One side benefit to meeting such an eclectic group of people is the shear number of interesting personalities and quirks I can use for new characters in my novels. Take for example the waitress in a small town in northern Texas. We’d pulled into a Mom and Pop cafe on the main street of town. What made this town unique was there were no McDonalds, Subways or Taco Bells lining the main thoroughfare. We had the choice of this clean little place with sky-blue naugahyde booths, old-fashioned music players on each tabletop, and hand printed, laminated menus or a dirty little greasy spoon across the street. We chose the Mom and Pops.
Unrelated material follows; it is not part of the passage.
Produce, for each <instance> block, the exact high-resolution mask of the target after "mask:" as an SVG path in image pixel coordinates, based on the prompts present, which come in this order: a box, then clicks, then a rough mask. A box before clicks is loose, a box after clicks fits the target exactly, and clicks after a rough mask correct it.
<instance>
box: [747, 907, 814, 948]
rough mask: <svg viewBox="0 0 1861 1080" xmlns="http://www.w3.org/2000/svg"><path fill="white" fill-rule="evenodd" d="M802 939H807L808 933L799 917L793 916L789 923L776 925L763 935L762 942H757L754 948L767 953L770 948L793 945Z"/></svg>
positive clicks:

The waitress who met us at the door wore blindingly white polyester pants and blouse with a sky-blue trim that matched the color of the booths. She had a pretty, round face and a sparkling gleam of mischief dancing just behind her greenish brown eyes. Our conversation went something like this:
I pointed to the menu and asked, “So, what do you recommend?”
The waitress smiled, and instead of answering my question, asked one of her own. “You’re not from around here, are you?” She didn’t have the typical small town Texas accent, and if I had to place her, I would have said Valley Girl from California.
“No, We’re from Arizona. Why?”
We were the only ones in the dining room, but she still glanced around to make sure we were alone. Looking back at me, she raised carefully plucked eyebrows, silently expecting me to get her meaning. I raised mine in return, telling her I didn’t have a clue what she was trying to say. Very slowly, and with exaggerated meaning, her eyes slid to the greasy spoon next door. I followed her gaze, and for the first time noticed their parking lot. It was filled with cars and trucks and people standing around both inside and out laughing and jostling each other.
Just about that time, the owner/chef of our clean little diner stepped into the room and all of us turned toward him. The portly man had the same round face as the waitress, except where hers was open and laughing, his was pinched with an angry scowl and lowered, glowering eyes. He didn’t say anything to the girl, just motioned with a little waving flick of his hand for her to hurry up.
“Be right there, Uncle Brett.” She turned back to us as he retreated into his kitchen. Standing there with her pen poised over her notepad, she smiled conspiratorially at me, pointed across the street with her chin and said sotto voiced, “So, that’s what I recommend.” Her eyes sparkled. “They’ve got a killer chicken fried steak and Ms. Porter makes the most wonderful gravy in the world.”
I looked across the street at their full parking lot, then glanced at our lone car sitting in the lot of the cafe looking like a lonely fourth cousin at a family reunion. My attention shifted back to our waitress. “Uncle?”
She looked over her shoulder toward the kitchen, then leaned in to whisper, “He takes all my tips and keeps them for himself. I’m only here for another two weeks then I’m outta here.”
I nodded, stood up thanked her quietly, then sauntered over to the crowded restaurant where I had the most mouth watering chicken fried steak and gravy I’d ever tasted.
And that my friends, is exactly where I get the kinds of characters for my books, such as Credo’s Hope, that have my readers writing to say they wish they could actually be friends with my main protagonist, Alexandra Wolfe and her friends who help turn Alex’s everyday life as a detective upside down.